← All posts

April 30, 2026 13 min read Juliet Security Team

We Tested Copy Fail in Kubernetes: PSS Restricted and RuntimeDefault Did Not Block AF_ALG

Q: Does Pod Security Standards Restricted stop it?

No, not in our tests. PSS Restricted admitted a non-root RuntimeDefault pod that could create AF_ALG sockets and bind the relevant AEAD algorithm path.

Q: What should I block?

For a seccomp compensating control, deny socket() when arg0 is AF_ALG (38). Validate the actual node-local profile and test runtime behavior.
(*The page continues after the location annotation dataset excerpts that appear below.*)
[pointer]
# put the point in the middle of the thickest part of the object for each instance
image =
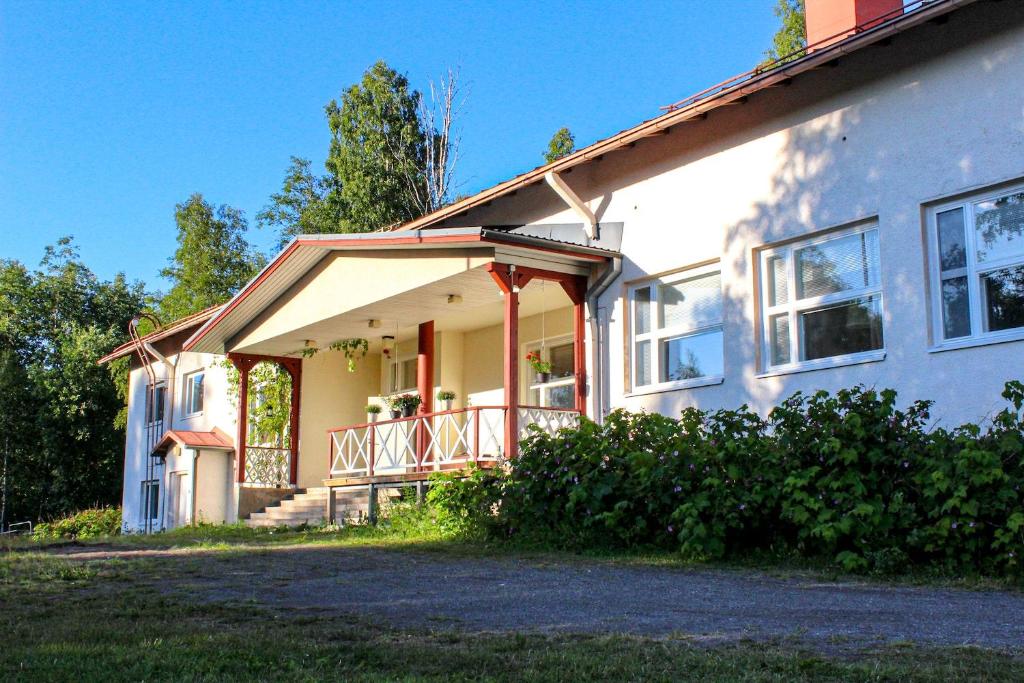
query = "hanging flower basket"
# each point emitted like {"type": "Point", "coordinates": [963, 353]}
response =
{"type": "Point", "coordinates": [541, 368]}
Patch the kernel as the primary fix.

kubernetes-security linux-kernel seccomp runtime-security cve-2026-31431 pod-security-standards

On April 22, 2026, the Linux CNA published CVE-2026-31431, a Linux kernel vulnerability in algif_aead, the AEAD side of the kernel's AF_ALG crypto socket interface. Xint named the bug Copy Fail and showed how page-cache bytes for a read-only file can be changed without dirtying the file on disk.

That Linux framing is accurate, but it leaves a Kubernetes question unanswered:

If a pod is non-root, has all Linux capabilities dropped, uses RuntimeDefault seccomp, and is admitted under Pod Security Standards Restricted, can it still reach the Copy Fail kernel path?

We tested that on two real Kubernetes clusters:

Talos v1.12.2, kernel 6.18.5-talos, containerd 2.1.6
EKS on Amazon Linux 2023.11, kernel 6.12.79-101.147.amzn2023.x86_64, containerd 2.2.1

The short answer: yes. In both clusters, a non-root pod admitted under PSS Restricted could create an AF_ALG socket and bind the relevant AEAD algorithm path. In both clusters, a non-root pod could change cached bytes for a file baked into a purpose-built container image layer, and another pod from the same image on the same node observed the changed bytes. RuntimeDefault did not block the path. A custom Localhost seccomp profile denying socket(AF_ALG, ...) did.

We also ran controlled root-chain labs on both Talos/containerd and EKS/containerd with a purpose-built setuid helper inside a test image. Those labs reached container euid 0 when the consuming pod allowed privilege escalation. A PSS Restricted writer pod could mutate the shared image-layer bytes, but allowPrivilegeEscalation: false prevented that pod from using the setuid handoff itself.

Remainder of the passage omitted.